Shut Mind
BGMを聴く


flame festivalさん作

第一話 いつもと変わらぬ日

2002年5月1日
「ねぇ、ゆうちゃん。今度映画見に行こう?」
「え、珍しいな。で、何見るんだ?」
「だめ〜。お楽しみ。」
「なんだよ。」
告るんだ、私!
絶対今日こそ。
「じゃあな。」
「あ・・・うん。」
あれ、なんだろう。
私は無意識のうちにゆうちゃんに抱きついていた・・・。
「へ・・・?」
あ・・・あ・・・あ・・・
自分でも顔が紅潮していくのが分かる。
「あ、あはははは。イタズラだよ。じゃあね。」
「お、おう。
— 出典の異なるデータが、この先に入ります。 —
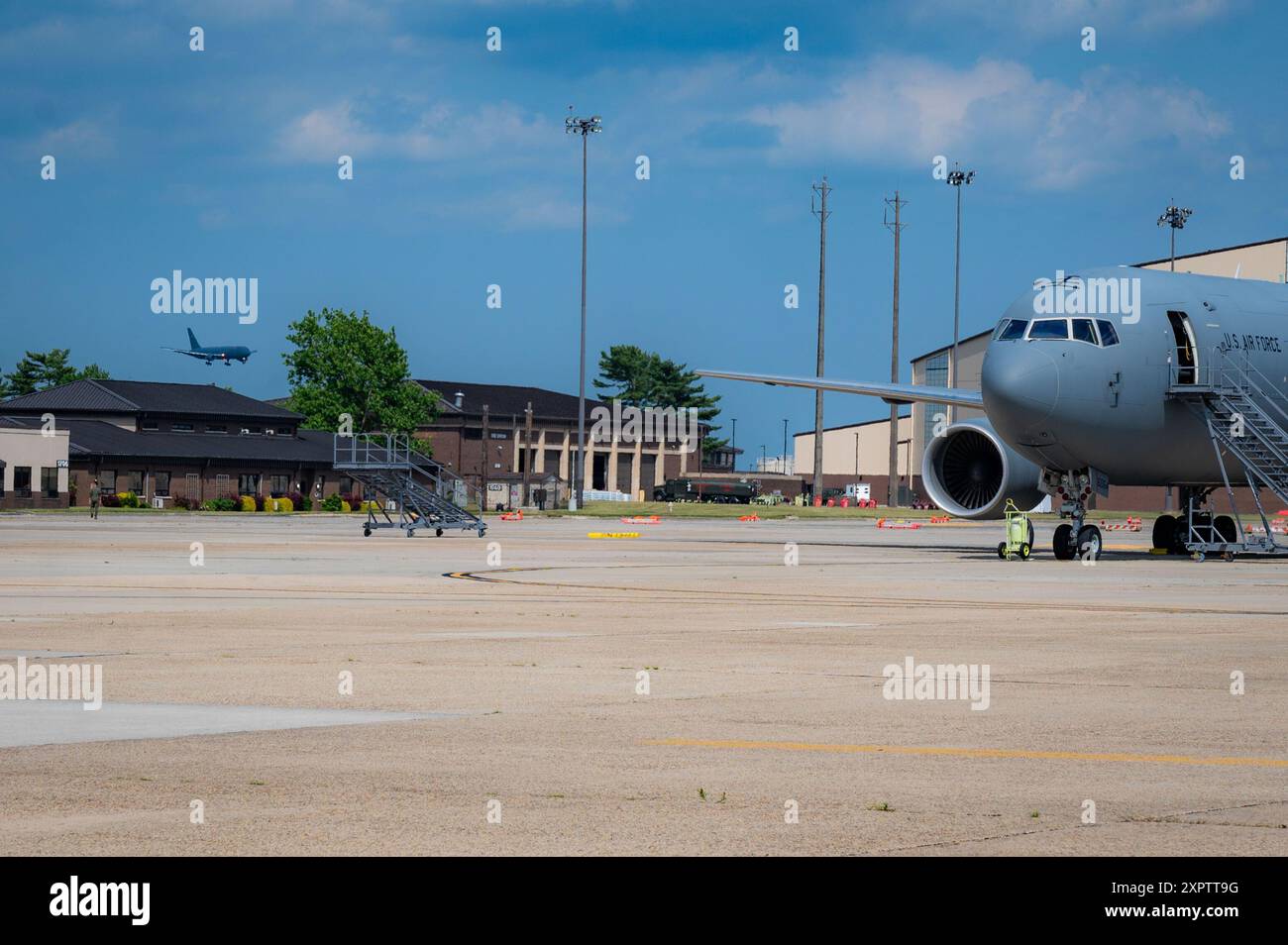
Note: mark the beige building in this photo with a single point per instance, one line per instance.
(34, 467)
(1266, 261)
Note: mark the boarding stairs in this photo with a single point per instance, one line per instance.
(1245, 420)
(423, 493)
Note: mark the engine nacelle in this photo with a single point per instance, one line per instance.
(970, 472)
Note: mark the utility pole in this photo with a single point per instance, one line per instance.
(485, 458)
(957, 178)
(822, 214)
(527, 455)
(1175, 218)
(585, 128)
(893, 473)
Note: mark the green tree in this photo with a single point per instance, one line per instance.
(43, 369)
(645, 378)
(343, 364)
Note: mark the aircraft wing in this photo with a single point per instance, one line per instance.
(890, 393)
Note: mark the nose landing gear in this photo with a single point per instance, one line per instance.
(1073, 538)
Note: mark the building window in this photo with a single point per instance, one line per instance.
(936, 376)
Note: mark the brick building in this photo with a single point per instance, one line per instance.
(496, 415)
(161, 442)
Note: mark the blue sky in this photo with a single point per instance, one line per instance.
(223, 163)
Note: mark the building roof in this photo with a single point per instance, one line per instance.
(850, 426)
(505, 399)
(147, 396)
(1212, 253)
(948, 347)
(99, 438)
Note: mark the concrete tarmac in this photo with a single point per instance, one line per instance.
(707, 687)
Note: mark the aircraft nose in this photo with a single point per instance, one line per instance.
(1020, 383)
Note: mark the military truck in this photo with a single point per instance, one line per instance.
(737, 492)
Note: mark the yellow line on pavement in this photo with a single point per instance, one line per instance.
(966, 752)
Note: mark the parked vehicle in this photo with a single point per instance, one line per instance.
(706, 490)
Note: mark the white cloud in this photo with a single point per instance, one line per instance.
(1048, 134)
(436, 133)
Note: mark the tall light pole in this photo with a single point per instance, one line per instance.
(956, 178)
(822, 213)
(893, 472)
(1175, 218)
(585, 128)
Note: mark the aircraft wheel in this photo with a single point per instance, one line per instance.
(1063, 542)
(1164, 532)
(1090, 542)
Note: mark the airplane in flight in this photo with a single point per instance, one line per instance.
(226, 353)
(1181, 387)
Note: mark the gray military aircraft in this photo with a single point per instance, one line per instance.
(1125, 376)
(224, 353)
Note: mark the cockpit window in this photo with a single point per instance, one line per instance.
(1050, 329)
(1012, 330)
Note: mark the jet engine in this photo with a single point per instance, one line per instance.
(970, 472)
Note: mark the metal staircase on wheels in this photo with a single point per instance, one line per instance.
(1247, 422)
(423, 493)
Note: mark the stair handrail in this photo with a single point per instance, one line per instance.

」
私は強引に彼と別れた。



2002年5月2日
「おきなさーい」
お袋の声でかすかに目を覚ました俺は目をこすりながら時計を見る。
8時・・・?
まずい、実にまずいぞ。
「らららららららららら〜〜〜〜〜」
俺は叫びながら階段を降り、食卓へ向かった。
「あら、着替えてたの、今日はお父さん休みだから一緒に食べない?」
そんな余裕あるわけない。
といってる間に8時10分だ。
俺は食パンをくわえ、そして扉を開け全力疾走。
のどかな田園に清水、そこにそびえたつは俺の通う学校―――中埜東(なかのひがし)高校。
学校についたときには担任が職員室から出るのをみた。
「とぉ!3段飛ばし!」
そんなくだらない事言いながらかけていく。
ガラガラ。
先生はまだ来てない。
安堵した俺は机へ鞄を置きに行った。
「よぉ、空倉。遅いジャン」
最初に声をかけてきたのはクラス一ハイテンションな女子の遠藤兎萌だ。
「うっせぇなぁ、お前もこの前遅かったろ?」
言い訳というか負け惜しみというか・・・・・・情けないなぁ・・・俺・・・・・・
「お!空倉じゃーん。お前昨日隣の町の中学でナンパしてたんだって?」
他の男子が問う。
だが身に覚えが無い。
「うっそー、うちコレ(空倉)にはナンパされたくない。」
「してねぇよ。ってかしようとおもわねぇよ。」
俺はあえて冷静に否定した。
「おーい、お前ら。ホームルーム始めんぞ。席に着け。」
先生のおっさんって感じの低い声が教室に響く。

・・・そして退屈な授業が終わり皆が帰る用意をする頃になった。
「空倉君、一緒に帰ろう?」
声をかけてきたのは菅咲巳紗季だった。
「別にいいけど。あ、でも俺今日バイトだかんな。早めにかえんねぇと。」
「おぉ、おぉ。お二人さんいい感じ!」
・・・最悪だ。こんなときに遠藤が。
「なんなら両手に華持たせてやっていいぞ。」
「お前は華じゃなくて虫だな。虫持つのやだ。ばーい。」
「な・ん・だ・よ。冷てぇなぁ。帰ろうぜ帰ろうぜ帰ろうぜ帰ろうぜ帰ろうぜ帰ろうぜ!!!」
そんなに帰りたいか。
「しかたねぇな〜。」
俺は自分が憎くなるほど嫌そうな顔で言った。
まぁ、別に三人で帰るのもいいだろう。

「なぁ、今日なんで美遊休みだったんだよ。」
俺が問う。
「あれじゃね?あれ。」
遠藤の説明はわかりづらい。
「いやわからん。あれってなんだよ。」
「ほら、あの〜何回忌とかあるやつ。」
「法事ね。」
「知ってるっつの。」
知らないからいったんだろ?
俺は心の中でそうつぶやいた。
さて、この日々は続くのだろうか。